En effet, ces discussions censées durer pas plus de trois jours se sont enlisées, alors que les différents états-major ont campé sur leurs positions.


Il en ressort néanmoins un accord qui prévoit la tenue de l’élection présidentielle en décembre 2017. La majorité présidentielle serait prête à céder sur ce point, acceptant de faire une croix sur la date d’avril 2018 convenue lors du Dialogue de la Cité de l’Union Africaine (UA), boycotté par le Rassemblement en octobre dernier.

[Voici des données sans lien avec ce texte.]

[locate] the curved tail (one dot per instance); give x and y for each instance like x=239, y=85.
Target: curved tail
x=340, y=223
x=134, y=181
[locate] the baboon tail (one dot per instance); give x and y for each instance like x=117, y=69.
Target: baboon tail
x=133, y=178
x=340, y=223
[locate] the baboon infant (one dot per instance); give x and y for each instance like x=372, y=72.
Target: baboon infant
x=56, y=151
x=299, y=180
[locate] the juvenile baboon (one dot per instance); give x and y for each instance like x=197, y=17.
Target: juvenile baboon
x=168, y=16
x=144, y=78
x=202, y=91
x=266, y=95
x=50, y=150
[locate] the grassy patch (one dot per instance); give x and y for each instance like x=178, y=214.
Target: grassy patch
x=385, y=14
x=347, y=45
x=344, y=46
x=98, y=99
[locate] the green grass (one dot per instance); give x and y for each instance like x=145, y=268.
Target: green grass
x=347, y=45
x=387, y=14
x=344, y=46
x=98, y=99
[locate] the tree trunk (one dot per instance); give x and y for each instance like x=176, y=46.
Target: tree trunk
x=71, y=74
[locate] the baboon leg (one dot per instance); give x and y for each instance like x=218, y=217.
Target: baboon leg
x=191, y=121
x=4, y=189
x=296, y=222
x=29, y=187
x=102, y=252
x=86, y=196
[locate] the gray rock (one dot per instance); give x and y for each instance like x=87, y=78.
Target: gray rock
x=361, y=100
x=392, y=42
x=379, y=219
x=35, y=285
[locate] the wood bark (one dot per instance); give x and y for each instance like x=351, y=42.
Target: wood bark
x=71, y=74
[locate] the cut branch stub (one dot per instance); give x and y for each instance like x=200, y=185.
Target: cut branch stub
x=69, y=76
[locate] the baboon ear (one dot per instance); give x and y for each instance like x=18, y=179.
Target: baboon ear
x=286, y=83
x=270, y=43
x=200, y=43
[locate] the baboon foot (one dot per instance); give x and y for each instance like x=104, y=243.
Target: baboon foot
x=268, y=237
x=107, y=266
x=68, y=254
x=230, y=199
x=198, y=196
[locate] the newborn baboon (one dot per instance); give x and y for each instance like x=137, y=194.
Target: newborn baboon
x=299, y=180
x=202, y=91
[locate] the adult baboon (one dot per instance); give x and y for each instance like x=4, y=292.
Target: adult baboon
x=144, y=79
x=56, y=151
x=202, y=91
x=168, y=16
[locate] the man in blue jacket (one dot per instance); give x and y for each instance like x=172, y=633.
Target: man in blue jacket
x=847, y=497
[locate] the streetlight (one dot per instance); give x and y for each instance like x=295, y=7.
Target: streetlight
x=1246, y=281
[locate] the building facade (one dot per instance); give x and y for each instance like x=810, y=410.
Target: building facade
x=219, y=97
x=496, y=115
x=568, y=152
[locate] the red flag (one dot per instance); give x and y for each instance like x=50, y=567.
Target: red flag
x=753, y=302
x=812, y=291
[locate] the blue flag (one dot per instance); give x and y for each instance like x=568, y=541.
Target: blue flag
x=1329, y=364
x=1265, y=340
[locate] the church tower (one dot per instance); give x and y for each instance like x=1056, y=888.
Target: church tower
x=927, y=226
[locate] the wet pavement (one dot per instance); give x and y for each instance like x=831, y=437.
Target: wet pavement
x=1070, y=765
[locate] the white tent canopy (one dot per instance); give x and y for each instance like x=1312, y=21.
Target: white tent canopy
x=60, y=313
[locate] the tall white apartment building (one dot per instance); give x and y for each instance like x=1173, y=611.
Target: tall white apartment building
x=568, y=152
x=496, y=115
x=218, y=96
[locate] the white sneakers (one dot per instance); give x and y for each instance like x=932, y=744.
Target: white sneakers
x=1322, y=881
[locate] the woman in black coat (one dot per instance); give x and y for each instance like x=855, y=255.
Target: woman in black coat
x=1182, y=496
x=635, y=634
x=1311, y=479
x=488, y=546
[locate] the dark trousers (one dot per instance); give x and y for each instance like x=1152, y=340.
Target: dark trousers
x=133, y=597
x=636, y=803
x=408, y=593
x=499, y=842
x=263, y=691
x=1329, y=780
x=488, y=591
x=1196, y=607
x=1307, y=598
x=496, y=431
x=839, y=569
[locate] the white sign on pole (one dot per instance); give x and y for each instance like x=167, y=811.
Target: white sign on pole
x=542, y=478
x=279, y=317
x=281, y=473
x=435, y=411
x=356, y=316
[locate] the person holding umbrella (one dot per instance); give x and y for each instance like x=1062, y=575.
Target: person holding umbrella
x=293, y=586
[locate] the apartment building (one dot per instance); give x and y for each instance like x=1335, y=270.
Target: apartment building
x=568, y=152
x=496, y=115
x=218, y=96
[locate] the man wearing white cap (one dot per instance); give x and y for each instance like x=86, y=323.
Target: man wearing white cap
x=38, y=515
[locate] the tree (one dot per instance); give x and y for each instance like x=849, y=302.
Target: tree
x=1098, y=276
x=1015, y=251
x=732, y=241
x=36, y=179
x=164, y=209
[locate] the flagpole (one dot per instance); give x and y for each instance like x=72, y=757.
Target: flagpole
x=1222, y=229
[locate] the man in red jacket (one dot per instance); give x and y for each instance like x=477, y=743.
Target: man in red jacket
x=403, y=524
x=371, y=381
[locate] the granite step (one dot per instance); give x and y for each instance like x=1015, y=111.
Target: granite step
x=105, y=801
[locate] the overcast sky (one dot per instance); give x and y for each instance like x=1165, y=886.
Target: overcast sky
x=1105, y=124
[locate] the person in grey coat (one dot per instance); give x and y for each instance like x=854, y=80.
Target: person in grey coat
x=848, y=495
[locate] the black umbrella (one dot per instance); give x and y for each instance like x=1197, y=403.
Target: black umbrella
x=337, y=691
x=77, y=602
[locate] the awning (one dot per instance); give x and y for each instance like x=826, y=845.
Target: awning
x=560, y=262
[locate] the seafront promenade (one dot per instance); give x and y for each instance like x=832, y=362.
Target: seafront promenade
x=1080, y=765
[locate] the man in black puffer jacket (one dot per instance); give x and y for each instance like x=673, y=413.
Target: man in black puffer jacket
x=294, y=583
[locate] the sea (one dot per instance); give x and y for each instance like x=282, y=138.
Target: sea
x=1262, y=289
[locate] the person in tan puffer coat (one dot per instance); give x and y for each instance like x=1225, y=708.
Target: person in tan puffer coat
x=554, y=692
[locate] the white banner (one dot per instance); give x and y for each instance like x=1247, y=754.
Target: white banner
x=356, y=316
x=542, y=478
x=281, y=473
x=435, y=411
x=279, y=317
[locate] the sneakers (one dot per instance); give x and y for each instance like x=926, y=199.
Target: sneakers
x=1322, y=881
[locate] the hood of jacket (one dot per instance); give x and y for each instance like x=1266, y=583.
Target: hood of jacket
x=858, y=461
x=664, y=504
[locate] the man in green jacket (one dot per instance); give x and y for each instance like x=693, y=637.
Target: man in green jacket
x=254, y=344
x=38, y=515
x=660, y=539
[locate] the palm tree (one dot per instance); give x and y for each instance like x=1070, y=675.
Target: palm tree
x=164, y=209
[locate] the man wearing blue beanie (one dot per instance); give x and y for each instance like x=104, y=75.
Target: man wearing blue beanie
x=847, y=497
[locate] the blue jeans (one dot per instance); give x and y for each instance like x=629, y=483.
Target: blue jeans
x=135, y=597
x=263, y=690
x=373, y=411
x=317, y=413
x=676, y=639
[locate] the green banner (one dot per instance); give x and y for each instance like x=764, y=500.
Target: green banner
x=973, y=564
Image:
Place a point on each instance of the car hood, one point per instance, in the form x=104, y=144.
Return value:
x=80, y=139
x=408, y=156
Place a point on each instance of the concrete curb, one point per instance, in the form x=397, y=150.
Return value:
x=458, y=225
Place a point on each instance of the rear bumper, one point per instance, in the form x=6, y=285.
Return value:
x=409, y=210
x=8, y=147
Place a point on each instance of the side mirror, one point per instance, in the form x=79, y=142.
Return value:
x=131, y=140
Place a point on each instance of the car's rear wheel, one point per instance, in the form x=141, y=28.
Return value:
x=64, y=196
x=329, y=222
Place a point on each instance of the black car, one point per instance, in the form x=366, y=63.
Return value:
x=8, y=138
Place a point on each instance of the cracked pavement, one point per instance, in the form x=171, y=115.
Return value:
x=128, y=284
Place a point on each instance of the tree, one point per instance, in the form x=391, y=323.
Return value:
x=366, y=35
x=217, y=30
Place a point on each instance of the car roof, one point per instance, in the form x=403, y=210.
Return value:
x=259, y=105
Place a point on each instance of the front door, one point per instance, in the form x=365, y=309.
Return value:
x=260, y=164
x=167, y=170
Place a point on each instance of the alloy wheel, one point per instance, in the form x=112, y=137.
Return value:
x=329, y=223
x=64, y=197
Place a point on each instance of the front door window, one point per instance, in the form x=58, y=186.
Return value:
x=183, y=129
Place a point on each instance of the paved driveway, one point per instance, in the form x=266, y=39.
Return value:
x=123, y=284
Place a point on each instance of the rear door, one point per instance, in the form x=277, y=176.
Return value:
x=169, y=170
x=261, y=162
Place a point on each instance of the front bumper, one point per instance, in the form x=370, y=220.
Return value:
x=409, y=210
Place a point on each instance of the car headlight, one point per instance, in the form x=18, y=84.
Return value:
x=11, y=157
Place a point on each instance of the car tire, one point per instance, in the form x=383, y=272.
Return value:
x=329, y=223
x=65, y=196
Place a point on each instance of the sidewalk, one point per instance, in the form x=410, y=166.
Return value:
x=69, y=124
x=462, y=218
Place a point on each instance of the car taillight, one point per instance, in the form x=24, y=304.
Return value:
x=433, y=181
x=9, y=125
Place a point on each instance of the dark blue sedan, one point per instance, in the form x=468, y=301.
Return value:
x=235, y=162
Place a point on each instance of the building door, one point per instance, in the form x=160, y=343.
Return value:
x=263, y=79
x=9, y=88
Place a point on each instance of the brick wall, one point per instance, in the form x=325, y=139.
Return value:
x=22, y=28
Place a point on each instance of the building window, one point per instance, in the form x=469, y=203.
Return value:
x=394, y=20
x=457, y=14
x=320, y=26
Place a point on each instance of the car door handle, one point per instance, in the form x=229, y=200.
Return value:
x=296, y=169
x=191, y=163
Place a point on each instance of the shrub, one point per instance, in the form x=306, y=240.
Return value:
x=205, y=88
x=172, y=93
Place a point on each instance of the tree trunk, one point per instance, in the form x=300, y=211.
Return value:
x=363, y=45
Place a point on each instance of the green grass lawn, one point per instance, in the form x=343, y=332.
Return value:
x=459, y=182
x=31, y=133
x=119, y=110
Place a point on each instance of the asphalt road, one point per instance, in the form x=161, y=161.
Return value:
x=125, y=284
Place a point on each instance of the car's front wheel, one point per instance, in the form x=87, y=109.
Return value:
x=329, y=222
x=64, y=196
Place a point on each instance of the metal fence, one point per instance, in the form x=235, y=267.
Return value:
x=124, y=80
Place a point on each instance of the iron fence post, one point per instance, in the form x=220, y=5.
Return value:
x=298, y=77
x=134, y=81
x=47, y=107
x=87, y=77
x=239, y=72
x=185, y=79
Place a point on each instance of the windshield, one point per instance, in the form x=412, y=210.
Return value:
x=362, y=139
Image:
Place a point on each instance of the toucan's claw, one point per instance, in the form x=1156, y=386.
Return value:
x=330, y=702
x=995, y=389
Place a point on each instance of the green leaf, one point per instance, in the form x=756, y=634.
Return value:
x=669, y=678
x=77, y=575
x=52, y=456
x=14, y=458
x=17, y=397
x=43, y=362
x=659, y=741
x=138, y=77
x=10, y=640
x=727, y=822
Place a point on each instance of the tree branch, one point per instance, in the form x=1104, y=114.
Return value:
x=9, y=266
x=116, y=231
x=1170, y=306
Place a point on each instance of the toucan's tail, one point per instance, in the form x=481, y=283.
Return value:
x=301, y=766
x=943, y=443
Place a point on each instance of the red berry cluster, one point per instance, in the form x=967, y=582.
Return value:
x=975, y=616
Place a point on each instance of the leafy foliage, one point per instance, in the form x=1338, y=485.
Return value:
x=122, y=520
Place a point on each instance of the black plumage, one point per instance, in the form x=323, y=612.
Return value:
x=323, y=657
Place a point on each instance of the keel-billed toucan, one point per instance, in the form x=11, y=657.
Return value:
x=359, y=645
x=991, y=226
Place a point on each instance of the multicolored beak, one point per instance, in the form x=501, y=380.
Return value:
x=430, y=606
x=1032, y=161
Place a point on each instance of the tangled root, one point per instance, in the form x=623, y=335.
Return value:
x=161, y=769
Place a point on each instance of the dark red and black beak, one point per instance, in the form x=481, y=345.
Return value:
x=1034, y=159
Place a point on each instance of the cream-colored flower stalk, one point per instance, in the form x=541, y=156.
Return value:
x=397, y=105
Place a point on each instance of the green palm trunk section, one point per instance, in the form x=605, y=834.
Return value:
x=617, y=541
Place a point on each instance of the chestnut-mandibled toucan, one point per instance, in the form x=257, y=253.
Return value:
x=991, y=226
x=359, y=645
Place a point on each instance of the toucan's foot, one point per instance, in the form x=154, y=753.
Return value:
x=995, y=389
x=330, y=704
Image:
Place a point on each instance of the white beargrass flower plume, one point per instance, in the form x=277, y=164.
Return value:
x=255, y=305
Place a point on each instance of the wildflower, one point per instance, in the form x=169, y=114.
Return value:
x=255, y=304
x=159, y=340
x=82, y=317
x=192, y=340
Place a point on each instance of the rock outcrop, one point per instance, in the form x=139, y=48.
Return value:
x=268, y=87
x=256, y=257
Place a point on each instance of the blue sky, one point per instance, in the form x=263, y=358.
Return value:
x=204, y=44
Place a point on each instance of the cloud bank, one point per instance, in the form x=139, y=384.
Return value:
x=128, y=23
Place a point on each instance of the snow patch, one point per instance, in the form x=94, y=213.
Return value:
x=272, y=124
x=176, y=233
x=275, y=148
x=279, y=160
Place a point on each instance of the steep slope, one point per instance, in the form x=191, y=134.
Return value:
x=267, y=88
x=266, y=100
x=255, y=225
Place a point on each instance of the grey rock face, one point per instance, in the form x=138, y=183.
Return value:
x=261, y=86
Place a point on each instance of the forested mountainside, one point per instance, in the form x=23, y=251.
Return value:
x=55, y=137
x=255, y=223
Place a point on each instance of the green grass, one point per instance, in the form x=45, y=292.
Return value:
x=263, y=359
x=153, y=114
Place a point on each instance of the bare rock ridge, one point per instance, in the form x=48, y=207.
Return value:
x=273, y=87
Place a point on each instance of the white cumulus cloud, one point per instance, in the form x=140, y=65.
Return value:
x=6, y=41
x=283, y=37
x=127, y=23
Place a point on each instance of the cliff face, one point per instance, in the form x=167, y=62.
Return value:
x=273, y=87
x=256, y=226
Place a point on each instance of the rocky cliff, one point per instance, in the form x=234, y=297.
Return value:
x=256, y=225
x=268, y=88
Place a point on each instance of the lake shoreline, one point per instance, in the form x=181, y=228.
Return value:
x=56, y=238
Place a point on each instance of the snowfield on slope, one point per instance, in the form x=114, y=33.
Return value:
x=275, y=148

Par ailleurs, le président Joseph Kabila serait disposé à ne pas réviser la Constitution pour briguer un troisième mandat, ce qu’il devra toutefois dire clairement pour respecter cet accord, amorcer la décrispation politique et rassurer la population.

La transition, quant à elle, durerait 12 ou 14 mois, elle pourra être dirigée par le président Joseph Kabila, avec un gouvernement de large union, composé de « part égale » entre les signataires des accords de la Cité de l’UA, la Majorité Présidentielle, le Rassemblement et le Front pour le Respect de la Constitution, dirigée par le MLC.

La Commission électorale nationale indépendante (CENI) sera recomposée. Un comité de suivi de la transition sera constitué pour veiller « à la bonne marche de la transition et de l’organisation de l’élection présidentielle« . Ce nouvel organe aura la responsabilité de garantir le respect de l’accord. Reste à déterminer sa composition et sa direction, revendiquée par l’opposition, ainsi que la présence en son sein ou non de membres de la Cenco ou de représentants de la communauté internationale. Étienne Tshisekedi serait lui-meme préscenti pour le diriger.

Toutefois, un reste néanmoins un blocage majeur qui aurait conduit au report de la signature officielle de l’accord prévue pour ce samedi à 11h. Il s’agit la désignation d’un premier ministre « réellement » de l’opposition, dont le Rassemblement et le MLC en exigent un gouvernement d’union nationale plus inclusif. Pour le moment, majorité et opposition restent inflexibles sur ce point.